La voie du Tantra n'est pas l'une de ces voie où l'on doit s'amputer dune partie de nous pour en gagner une autre. il n'est pâs question de sacrifier le corps pour l'âme, ou la raison pour l'intuition. Le Tantra nous invite à voir l'harmonie du Tout. Or, nous sommes un Tout, un Tout à l'intérieur du Tout. Un petit Tout, mais un Tout quand même. Or, un Tout ne s'ampute pas, s'il est bien un Tout. Un Tout intègre ses parties, comme les parties d'un instrument de musique. Il serait absurde d'arracher les cordes de ce violon, croyant en faire un meilleur instrument, capable d'une musique meilleure. Je peux remplacer les cordes, je peux les accorder au reste de l'instrument. Mais la beauté ne peut s'exprimer au prix du sacrifice définitif de l'une des parties. La beauté résulte de l'harmonie de toutes les parties, sans en exclure aucune.
Or, les parties du Tout que chacun de nous est, ce sont nos pouvoirs, nos shaktis, nos facultés. Voir, sentir, imaginer, penser, juger, se souvenir, oublier, choisir. Il n'est donc pas question d'en sélectionner une, ou d'en exclure certaines. Le Tantra indique huit voies vers le divin Tout : la vue, l'odorat, l'ouïe, le toucher, le goût, l'analyse, le choix et l'ego. Les huit parties correspondantes dans le cosmos sont la solidité, la cohérence, la lumière, la fluidité, la transparence, le soleil, la lune et l'âme cosmique.
Intégrer, accorder, réconcilier donc, et non pas sacrifier définitivement. Certes, des distinctions peuvent être nécessaires. mais elles sont provisoires. ce sont des étapes, des fins intermédiaires et non pas la fin ultime. En cours de route, je peux m'asseoir à l'ombre d'un arbre, dit Utpaladeva, afin de me reposer du soleil. mais ça n'est pas là le but et le terme de mon voyage. De même, je peux faire le vide, ou laisser le vide se faire en moi, ou plonger dans ce qui, en moi, est toujours vide et comme vierge des bruits du monde. Me reposer du siècle à l'abri du silence. mais cela n'est pas le but ultime. Le but ultime est l'harmonie en laquelle tout est intégré, comme tous les organes d'un être vivant en bonne santé.

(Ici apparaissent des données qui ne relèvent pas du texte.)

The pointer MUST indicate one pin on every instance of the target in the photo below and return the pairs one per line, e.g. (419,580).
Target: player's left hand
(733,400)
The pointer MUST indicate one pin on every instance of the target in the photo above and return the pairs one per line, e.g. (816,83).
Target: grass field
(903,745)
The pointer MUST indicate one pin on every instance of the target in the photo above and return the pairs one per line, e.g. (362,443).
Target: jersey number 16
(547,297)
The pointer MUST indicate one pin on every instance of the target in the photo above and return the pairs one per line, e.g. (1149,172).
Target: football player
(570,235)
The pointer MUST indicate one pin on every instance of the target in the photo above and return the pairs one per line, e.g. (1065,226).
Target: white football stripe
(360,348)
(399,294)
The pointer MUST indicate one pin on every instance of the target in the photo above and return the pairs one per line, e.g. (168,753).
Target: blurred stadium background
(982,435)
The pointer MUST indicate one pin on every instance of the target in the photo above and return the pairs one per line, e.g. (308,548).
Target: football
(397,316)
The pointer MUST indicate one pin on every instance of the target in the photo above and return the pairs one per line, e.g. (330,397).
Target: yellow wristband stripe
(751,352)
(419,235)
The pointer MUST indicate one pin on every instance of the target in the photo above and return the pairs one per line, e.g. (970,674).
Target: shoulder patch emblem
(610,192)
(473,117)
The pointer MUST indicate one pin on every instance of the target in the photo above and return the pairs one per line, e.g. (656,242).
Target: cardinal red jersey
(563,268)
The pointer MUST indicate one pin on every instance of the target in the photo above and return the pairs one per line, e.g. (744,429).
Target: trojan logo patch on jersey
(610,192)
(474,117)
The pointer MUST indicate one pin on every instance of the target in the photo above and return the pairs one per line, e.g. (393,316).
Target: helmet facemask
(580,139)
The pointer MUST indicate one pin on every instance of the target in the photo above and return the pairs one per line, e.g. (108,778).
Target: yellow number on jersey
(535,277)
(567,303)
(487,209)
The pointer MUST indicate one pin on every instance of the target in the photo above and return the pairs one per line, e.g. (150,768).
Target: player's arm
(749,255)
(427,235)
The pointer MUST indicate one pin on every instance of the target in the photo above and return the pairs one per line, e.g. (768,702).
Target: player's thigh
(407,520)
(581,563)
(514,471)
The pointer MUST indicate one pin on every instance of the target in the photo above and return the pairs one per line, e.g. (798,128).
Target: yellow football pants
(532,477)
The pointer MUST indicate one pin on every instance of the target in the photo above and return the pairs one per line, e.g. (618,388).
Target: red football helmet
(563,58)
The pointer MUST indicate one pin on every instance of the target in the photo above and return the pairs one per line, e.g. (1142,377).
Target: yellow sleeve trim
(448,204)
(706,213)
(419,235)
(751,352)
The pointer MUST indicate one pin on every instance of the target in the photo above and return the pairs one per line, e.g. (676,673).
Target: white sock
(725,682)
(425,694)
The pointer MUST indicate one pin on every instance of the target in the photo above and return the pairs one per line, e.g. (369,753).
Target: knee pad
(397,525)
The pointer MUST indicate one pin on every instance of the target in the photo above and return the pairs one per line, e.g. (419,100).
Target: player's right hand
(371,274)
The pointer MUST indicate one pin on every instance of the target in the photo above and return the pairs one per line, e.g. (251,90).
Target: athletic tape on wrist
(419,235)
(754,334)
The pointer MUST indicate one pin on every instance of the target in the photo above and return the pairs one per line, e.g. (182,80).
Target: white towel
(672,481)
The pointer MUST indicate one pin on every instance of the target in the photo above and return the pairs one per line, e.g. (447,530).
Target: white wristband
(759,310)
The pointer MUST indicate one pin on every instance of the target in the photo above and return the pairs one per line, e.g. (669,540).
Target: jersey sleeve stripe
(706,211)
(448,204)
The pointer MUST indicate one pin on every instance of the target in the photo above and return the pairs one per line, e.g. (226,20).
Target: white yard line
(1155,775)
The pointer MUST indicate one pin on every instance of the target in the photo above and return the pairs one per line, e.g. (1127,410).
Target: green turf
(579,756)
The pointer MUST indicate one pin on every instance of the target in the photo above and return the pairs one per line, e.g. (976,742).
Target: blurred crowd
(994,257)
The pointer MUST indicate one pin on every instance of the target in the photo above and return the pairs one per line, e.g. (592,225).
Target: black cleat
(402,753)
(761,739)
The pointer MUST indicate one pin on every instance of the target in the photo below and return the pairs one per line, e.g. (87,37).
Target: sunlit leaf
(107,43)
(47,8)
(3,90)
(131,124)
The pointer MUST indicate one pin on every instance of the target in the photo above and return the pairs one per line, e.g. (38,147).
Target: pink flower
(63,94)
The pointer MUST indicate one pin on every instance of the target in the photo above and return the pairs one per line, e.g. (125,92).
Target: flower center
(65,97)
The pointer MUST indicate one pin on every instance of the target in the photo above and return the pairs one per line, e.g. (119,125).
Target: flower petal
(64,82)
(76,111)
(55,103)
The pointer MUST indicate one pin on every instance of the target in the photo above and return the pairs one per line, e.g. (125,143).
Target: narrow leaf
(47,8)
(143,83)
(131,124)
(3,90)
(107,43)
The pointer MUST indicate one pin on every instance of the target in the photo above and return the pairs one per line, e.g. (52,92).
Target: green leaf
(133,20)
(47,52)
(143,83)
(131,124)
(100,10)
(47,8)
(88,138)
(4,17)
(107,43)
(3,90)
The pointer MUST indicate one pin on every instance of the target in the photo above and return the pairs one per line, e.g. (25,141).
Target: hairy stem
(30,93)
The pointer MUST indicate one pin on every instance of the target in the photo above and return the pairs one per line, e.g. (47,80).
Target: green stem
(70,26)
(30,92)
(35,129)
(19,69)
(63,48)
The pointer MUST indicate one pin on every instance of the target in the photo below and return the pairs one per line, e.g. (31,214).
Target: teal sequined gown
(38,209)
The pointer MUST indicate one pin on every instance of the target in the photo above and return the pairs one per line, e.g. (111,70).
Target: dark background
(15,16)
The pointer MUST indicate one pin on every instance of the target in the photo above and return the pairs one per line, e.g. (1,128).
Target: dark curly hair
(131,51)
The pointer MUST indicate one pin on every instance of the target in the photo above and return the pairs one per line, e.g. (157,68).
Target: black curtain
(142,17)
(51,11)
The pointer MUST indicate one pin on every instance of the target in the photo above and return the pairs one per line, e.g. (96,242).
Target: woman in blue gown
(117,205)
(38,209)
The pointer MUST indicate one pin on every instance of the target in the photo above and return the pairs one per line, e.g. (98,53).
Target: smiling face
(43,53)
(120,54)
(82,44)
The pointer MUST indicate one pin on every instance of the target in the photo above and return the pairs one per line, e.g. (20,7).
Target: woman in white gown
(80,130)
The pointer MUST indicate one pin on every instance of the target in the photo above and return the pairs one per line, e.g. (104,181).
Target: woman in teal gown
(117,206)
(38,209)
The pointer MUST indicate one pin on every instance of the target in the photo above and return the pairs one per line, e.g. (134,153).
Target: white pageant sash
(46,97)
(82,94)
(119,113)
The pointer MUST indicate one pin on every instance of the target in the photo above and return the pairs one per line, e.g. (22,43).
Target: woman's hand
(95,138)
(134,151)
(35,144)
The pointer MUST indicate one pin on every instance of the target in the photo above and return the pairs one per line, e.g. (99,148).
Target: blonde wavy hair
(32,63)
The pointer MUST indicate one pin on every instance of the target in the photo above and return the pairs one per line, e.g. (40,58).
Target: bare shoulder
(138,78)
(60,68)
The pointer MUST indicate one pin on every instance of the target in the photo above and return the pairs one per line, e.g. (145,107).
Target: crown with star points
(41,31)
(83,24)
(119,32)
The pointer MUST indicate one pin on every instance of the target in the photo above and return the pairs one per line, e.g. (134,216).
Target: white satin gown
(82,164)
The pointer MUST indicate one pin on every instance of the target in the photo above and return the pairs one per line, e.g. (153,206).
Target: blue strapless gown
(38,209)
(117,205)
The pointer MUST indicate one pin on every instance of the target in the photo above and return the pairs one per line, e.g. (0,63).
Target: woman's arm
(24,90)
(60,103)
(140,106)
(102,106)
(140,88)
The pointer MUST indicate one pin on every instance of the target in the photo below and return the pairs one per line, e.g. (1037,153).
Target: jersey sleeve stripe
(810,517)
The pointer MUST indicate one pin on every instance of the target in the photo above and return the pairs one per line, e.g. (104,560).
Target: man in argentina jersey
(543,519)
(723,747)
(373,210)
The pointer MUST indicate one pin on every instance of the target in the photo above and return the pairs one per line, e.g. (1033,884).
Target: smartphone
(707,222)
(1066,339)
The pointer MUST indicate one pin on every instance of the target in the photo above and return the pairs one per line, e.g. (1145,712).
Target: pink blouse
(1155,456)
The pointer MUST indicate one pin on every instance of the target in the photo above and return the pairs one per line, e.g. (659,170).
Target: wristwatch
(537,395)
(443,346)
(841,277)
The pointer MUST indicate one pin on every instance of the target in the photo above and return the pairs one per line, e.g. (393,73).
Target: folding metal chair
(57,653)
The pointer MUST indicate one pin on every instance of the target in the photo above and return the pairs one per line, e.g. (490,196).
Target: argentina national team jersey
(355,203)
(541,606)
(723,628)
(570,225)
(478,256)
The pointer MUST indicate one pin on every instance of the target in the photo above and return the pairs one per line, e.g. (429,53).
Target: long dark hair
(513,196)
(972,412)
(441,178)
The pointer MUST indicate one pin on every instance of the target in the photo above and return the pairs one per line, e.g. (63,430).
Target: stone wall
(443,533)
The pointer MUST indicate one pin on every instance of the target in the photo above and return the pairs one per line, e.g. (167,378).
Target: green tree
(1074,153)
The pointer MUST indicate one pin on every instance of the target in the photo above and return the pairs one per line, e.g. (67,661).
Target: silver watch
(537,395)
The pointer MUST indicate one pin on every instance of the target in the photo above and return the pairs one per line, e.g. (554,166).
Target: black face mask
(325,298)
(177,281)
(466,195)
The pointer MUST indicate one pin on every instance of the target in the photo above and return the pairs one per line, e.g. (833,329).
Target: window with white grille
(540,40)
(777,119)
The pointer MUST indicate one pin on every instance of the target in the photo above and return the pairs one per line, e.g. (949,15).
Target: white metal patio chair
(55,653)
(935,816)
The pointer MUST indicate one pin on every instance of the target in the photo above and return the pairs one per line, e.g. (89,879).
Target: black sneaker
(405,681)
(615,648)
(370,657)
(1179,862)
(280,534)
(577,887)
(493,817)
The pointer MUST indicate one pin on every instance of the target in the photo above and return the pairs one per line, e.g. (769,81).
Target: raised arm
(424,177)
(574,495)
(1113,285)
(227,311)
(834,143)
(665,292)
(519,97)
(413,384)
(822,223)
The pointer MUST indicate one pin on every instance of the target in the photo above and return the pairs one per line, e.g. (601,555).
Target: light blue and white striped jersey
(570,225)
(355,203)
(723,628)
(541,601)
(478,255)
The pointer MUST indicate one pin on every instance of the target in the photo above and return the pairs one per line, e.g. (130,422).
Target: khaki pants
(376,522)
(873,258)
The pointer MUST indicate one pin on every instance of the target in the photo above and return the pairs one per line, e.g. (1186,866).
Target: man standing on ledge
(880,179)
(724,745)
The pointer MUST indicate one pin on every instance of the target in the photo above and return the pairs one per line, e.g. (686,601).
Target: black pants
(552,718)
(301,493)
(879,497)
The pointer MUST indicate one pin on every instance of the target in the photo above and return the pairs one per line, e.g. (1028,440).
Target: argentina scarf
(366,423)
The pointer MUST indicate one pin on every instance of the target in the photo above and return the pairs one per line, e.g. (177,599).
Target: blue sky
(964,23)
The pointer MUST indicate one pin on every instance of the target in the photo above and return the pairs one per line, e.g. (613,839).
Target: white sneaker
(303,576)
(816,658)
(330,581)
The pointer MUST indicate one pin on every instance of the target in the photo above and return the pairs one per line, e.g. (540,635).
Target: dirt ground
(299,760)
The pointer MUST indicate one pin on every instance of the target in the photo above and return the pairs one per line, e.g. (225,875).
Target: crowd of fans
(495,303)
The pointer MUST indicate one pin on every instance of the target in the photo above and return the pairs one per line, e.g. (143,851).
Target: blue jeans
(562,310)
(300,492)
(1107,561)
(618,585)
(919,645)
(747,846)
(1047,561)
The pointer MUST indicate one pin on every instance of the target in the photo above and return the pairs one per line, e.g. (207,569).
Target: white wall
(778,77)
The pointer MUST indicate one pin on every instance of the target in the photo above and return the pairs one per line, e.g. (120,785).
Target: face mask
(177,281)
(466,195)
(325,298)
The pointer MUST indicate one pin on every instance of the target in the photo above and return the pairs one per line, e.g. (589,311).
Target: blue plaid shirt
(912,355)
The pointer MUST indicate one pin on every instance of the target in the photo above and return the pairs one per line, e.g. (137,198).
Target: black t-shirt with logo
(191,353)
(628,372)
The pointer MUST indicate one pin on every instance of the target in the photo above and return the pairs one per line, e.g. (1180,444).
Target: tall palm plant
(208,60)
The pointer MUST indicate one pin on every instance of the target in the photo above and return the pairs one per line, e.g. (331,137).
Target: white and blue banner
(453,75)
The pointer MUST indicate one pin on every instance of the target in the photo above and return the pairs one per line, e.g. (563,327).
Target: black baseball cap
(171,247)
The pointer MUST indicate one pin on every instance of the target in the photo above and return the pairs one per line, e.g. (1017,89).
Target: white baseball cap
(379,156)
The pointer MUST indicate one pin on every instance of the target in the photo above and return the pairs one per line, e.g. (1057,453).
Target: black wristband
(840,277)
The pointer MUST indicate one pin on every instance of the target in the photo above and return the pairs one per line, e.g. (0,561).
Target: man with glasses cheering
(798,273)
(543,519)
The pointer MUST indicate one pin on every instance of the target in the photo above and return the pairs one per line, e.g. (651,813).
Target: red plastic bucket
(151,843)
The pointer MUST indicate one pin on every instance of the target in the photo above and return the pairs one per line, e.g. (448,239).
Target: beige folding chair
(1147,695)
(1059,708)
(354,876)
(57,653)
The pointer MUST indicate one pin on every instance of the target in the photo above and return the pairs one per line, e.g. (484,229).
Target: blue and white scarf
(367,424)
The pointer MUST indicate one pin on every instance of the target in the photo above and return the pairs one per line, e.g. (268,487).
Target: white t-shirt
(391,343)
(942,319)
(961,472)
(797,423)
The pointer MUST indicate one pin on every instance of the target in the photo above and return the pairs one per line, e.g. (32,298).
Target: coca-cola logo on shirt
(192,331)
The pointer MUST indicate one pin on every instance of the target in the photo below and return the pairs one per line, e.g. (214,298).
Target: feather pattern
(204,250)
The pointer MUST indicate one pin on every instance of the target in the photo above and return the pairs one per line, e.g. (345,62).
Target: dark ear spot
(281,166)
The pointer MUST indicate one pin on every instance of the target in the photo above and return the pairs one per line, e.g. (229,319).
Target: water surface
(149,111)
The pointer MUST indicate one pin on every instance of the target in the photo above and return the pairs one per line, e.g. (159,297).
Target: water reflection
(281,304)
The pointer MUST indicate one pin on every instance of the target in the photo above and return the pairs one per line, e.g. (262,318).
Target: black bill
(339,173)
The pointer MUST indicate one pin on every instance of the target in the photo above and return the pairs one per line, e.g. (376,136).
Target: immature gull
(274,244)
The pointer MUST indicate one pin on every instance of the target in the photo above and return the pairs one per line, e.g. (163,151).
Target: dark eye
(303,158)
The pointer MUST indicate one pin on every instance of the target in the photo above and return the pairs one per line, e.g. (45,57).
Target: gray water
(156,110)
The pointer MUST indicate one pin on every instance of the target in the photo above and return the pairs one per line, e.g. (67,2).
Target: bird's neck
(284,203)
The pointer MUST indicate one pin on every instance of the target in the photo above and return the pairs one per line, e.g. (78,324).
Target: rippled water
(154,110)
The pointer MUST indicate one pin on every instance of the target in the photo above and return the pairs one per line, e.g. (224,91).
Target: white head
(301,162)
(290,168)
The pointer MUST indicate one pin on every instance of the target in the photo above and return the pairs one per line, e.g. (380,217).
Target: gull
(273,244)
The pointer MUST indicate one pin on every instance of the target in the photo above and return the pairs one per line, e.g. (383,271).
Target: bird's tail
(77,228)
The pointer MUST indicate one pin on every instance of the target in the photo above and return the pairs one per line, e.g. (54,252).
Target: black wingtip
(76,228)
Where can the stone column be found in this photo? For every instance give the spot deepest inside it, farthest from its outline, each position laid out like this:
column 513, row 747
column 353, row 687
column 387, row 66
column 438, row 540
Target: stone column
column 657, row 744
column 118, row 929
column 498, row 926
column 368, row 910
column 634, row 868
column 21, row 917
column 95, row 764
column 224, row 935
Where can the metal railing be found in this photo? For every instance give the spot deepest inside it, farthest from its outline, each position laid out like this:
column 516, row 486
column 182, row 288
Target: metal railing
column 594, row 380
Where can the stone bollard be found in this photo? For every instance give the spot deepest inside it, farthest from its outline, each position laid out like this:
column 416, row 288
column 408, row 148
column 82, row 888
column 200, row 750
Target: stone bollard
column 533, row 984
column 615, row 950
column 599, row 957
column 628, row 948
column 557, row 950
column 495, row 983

Il ne s'agit pas de choisir une shakti au détriment des autres, car alors le Tout ne serait plus le Tout, mais une partie du Tout. Un fragment, si précieux fut-il. C'est au travers de la totalité de ces shaktis, de ces pouvoirs, de ces expériences, que je me réalise, au-delà de mon individualité et en l'intégrant.
Abhinava Gupta, dans sa Libre méditation sur le Tantra de la Déesse-Alphabet (Mâlinî-vijaya-vârttika), dit ceci :
"Il n'y a pas que l'omniscience absolue, car nous faisons aussi ces expériences [plus ou moins limitées] : 'je suis Pierre', 'je vois ce vase, non ce vêtement', 'mais tel autre le voit', 'je vais le voir, ou pas', 'je vois à la fois le vase et le vêtement', 'ce vêtement ne voit rien', 'j'ai vu ce vase, je ne le vois plus', 'je vois, peu à peu, partiellement, ou d'un seul coup', 'je vois tout', 'je ne suis pas quelque chose', 'je ne connais rien', 'je n'existe pas', 'je suis tout, rien n'est séparé de moi'... Car c'est une seule et même Conscience qui se manifeste ainsi et autrement." 70-74
Ce que décrit ici le maître, c'est l'odyssée de la conscience à travers mille expériences, qui sont ses mille shaktis, ses pouvoirs. Aucune expérience n'est exclue. Certes, il y a hiérarchie et ordre, car 'je suis tout' est une expérience plus complète que 'je suis ce vase'. Cependant, même les expériences limitées sont inclues dans la Conscience ; ce sont des aspects de l'unique expérience, de la réalisation totale.
Ainsi, il y a une harmonie de de Chemin du Tout (grâma). Tout est la Conscience, l'Être, en train de se réaliser, de s'explorer, de se perdre et de se retrouver, car telle est son jeu souverain, son absolue liberté.
C'est un mystère qui dépasse la raison. Et pourtant, la raison, cette lumière innée, y participe, selon sa mesure. Mes cinq sens y participent aussi. Tout cela est participation d'amour, bhakti. Tout cela est relation et unification, guerre et réconciliation, aspiration vers l'harmonie. Bien et Mal sont enveloppés dans ce Bien absolu, ultime, primordial et final. Chaque fragment participe selon sa manière propre à l'harmonie du Tout, rien n'y échappe, pas même le Diable diviseur.
Il n'est donc pas nécessaire de se châtrer pour accéder au royaume des cieux.